Buah, matcha, mochi, dan cokelat menjadi bagian dari permainan kata dalam “Hootie Frutti” milik KATSEYE. Berbagai gambaran rasa itu dipakai untuk menyampaikan ketertarikan dengan suasana manis, ringan, dan penuh energi.
Di balik metafora tersebut, lagu ini membawa cerita tentang sosok yang yakin akan pesonanya. Ia tidak sekadar menerima perhatian, tetapi membaca situasi dan mengubahnya menjadi permainan godaan yang dikendalikan sendiri.
Nuansa lirik “Hootie Frutti” terdengar sensual, tetapi tidak dibawakan dengan pendekatan yang berat. KATSEYE menjaga karakter lagu tetap ceria melalui pilihan kata yang playful dan pengulangan frasa yang mudah diingat.
Ungkapan “hootie frutti” menjadi lambang sesuatu yang menarik, manis, dan terasa langka. Makna itu mendukung gambaran tokoh utama yang sadar bahwa dirinya memiliki daya tarik bagi orang lain.
Pesona yang Tidak Menunggu Pengakuan
Tokoh dalam lagu digambarkan memiliki pemahaman kuat atas keinginannya sendiri. Ia juga mengetahui apa yang dicari oleh pihak lain dalam percakapan yang dibangun sepanjang lagu.

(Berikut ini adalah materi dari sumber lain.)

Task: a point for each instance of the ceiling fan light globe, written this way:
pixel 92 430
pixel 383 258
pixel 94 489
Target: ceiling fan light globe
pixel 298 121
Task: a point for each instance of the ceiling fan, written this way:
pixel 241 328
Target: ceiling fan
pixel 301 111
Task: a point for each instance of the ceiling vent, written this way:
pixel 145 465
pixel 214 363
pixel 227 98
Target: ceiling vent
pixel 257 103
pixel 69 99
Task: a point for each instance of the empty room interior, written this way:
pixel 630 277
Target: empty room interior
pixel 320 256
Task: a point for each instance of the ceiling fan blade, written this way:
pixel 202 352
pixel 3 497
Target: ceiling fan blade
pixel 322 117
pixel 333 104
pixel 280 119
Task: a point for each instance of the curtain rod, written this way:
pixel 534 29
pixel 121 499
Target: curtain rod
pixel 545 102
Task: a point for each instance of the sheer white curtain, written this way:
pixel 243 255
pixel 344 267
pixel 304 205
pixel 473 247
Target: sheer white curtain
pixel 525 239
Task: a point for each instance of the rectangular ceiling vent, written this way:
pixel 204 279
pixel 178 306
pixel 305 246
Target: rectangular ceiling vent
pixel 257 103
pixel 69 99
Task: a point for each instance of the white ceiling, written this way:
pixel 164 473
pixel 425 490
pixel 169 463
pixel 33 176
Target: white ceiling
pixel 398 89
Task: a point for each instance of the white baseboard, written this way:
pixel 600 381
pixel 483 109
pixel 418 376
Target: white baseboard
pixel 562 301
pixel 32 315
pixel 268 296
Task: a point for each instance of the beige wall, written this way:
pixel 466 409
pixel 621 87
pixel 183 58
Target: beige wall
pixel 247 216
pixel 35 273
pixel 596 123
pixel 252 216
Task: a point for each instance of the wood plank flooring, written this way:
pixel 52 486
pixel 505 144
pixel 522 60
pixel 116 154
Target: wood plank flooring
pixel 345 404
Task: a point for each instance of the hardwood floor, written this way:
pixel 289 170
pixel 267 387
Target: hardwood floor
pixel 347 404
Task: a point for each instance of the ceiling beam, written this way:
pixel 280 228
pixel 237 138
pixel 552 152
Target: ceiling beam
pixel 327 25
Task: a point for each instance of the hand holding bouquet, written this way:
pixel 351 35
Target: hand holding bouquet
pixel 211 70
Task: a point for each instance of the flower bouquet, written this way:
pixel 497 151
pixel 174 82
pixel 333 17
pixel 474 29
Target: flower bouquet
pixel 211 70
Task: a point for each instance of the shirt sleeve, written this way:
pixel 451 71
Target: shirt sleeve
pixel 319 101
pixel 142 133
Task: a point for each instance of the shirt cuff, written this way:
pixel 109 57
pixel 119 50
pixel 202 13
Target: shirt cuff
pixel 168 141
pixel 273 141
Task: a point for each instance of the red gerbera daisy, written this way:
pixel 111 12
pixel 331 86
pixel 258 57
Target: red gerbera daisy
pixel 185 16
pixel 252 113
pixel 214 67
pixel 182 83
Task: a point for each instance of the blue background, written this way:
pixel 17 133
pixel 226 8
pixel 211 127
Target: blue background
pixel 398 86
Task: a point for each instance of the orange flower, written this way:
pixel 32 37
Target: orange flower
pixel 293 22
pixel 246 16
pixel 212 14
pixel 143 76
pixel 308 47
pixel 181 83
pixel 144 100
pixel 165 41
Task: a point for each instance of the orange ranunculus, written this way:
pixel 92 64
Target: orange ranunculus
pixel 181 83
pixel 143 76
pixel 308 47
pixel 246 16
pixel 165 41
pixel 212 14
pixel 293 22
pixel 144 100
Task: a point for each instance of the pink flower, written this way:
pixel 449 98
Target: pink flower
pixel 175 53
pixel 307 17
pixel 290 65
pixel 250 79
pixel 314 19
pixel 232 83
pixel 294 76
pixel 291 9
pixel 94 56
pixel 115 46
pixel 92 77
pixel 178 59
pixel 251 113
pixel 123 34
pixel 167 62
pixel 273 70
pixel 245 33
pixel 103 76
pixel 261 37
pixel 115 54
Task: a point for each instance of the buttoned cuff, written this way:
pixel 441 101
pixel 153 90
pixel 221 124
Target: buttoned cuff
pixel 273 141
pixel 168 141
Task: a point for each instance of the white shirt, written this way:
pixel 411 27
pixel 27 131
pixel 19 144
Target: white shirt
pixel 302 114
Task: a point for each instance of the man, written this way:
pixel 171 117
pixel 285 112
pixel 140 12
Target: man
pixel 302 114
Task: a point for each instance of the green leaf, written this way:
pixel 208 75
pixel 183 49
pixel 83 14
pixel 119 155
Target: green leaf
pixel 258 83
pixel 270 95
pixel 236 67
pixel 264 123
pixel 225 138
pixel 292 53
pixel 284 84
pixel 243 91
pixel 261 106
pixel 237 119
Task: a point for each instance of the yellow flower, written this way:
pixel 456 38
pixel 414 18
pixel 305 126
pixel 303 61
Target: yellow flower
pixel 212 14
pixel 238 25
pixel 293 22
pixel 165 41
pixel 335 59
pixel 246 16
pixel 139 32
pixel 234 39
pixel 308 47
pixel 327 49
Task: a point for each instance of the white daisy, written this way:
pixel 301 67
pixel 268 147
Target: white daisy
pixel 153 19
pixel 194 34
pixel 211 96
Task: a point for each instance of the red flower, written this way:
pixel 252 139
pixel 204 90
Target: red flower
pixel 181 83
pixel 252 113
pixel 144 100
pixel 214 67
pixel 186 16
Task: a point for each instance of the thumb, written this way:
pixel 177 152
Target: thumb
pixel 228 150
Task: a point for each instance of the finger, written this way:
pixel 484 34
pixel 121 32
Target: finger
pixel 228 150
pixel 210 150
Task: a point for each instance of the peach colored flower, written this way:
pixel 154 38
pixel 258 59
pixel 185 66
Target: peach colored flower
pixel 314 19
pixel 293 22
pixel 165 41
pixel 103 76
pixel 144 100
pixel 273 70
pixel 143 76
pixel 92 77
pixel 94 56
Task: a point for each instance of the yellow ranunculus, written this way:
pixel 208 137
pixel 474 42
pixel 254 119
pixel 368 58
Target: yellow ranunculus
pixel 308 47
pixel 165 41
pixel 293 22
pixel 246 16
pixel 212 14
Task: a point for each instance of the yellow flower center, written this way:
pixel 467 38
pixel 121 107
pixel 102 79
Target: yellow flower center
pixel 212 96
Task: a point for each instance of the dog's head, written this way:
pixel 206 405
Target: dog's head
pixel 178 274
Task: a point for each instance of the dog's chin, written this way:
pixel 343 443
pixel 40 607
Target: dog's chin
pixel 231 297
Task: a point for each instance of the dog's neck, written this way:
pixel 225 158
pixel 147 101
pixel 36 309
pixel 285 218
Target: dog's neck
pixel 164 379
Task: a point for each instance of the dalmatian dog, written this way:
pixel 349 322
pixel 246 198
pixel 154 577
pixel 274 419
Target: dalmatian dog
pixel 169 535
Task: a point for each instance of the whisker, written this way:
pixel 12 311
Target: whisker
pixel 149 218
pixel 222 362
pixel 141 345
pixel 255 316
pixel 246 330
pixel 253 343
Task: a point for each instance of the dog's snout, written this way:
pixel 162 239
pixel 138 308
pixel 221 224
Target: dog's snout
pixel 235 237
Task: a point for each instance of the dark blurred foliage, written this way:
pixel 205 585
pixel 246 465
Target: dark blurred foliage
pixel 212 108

Karena itu, hubungan yang ditampilkan tidak berjalan dalam satu arah. Ada dinamika saling membaca ketertarikan, namun tokoh utama terlihat lebih percaya diri dalam mengambil kendali.
Bagian pre-chorus menguatkan gambaran tersebut lewat ajakan bermain truth or dare. Permainan itu menjadi simbol interaksi dua pihak yang sedang menguji keberanian dan memahami keinginan masing-masing.
Rayuan di dalam “Hootie Frutti” lalu terasa sebagai ekspresi diri yang aktif. Sikap tegas tersebut menjadi pembeda di tengah irama dan metafora yang tampak manis di permukaan.
Ritme Pesta dengan Sentuhan Portugis
Warna musik lagu ini ditopang oleh irama funk Brasil yang kuat. Elemen itu memberi gerak ritmis yang mendukung suasana pesta sekaligus membuat narasi godaan terdengar lebih hidup.
Sentuhan bahasa Portugis juga hadir pada beberapa bagian lirik sejak pembuka. Kehadiran bahasa tersebut menambah karakter global yang dibawa KATSEYE dalam “Hootie Frutti”.
Struktur lagunya dimulai dari pengantar singkat, lalu bergerak menuju refrain, verse, pre-chorus, dan chorus berulang. Pola itu mempertahankan fokus pada hook utama, sedangkan verse menyisipkan detail metafora rasa dan keinginan.
Pengulangan chorus membuat pesan lagu mudah dikenali tanpa menghilangkan rincian cerita. Di antara bagian-bagian itu, metafora makanan manis terus memperkuat atmosfer menggoda yang menjadi fondasi lagu.
Posisi dalam EP Wild dan Capaian Awal
“Hootie Frutti” dirilis pada 14 Agustus dan menempati urutan ketiga dalam EP Wild. Lagu ini menjadi salah satu karya KATSEYE yang menggabungkan pop ceria dengan irama funk Brasil.
| Data | Catatan |
|---|---|
| Artis | KATSEYE |
| Tanggal rilis | 14 Agustus |
| Posisi di EP Wild | Trek ketiga |
| Stream Spotify | 255 ribu |
| Penayangan video musik YouTube | 9,4 juta kali |
Data yang dimuat Medcom.id menyebut lagu ini telah meraih 255 ribu stream di Spotify. Video musik “Hootie Frutti” juga mencatat 9,4 juta penayangan di YouTube.
Capaian tersebut mengiringi lagu yang mengandalkan daya tarik hook dan perpaduan ritme yang berbeda. KATSEYE membungkus kisah ketertarikan dalam warna manis, tetapi tetap menegaskan posisi tokoh yang berani dan berkuasa atas pilihannya.
Dengan demikian, “Hootie Frutti” tidak berhenti sebagai lagu tentang pujian atau rayuan biasa. Lagu ini mengubah godaan menjadi permainan yang ceria, terarah, dan dipimpin oleh rasa percaya diri.